За окном проплывают ажурные заборы респектабельных жилых комплексов, разноцветные горки и песочницы детских площадок, широкие пустые парковки, аккуратно подстриженные изумрудные газоны во дворах.
Город погружается во тьму, а я, сжимая вожделенный горячий стакан, задумываюсь над приоткрывшейся истиной.
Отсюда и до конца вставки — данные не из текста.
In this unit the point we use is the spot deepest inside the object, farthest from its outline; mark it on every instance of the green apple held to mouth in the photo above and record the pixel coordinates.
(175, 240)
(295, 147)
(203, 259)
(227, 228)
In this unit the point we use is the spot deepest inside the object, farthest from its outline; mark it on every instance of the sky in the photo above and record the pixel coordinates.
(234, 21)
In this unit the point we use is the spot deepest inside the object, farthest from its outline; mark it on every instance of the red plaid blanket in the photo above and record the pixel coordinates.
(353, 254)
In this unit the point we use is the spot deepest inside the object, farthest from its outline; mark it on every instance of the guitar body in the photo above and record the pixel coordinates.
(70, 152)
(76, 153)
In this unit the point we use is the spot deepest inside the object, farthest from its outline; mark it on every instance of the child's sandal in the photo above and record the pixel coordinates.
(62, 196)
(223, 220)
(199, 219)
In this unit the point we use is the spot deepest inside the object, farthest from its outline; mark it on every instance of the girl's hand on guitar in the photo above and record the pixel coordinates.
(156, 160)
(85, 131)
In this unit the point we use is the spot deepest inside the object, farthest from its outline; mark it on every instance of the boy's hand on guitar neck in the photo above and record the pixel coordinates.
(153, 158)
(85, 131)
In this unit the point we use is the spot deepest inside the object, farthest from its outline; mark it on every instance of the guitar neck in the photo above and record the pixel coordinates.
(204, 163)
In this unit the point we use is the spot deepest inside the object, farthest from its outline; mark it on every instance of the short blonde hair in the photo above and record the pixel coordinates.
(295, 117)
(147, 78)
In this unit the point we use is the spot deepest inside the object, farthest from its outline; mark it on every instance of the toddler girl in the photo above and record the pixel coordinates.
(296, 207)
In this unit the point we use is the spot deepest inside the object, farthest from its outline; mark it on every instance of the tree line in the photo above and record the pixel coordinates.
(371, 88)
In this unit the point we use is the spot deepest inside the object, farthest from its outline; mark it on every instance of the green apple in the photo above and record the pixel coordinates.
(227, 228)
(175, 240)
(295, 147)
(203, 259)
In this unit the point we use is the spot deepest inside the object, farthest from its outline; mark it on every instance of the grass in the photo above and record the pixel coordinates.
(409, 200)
Кажется, я слишком плохо отношусь к людям — наперед вешаю всех собак, извращаю поступки, переиначиваю намерения. Верю в любую очерняющую, удобоваримую ложь, но не принимаю доброго отношения и мгновенно пускаю в ход колючки.
Все мы родом из детства — именно с той поры я ненавижу оладьи, кружевные салфеточки, ободряющие улыбки и обещания, не значащие ничего. Однако у прекрасных самодостаточных ребят нет таких травм. Юра, Света, Ярик, Элина... они просто любят друг друга, и это правильно. Это со мной, вредным сорняком, что-то не так...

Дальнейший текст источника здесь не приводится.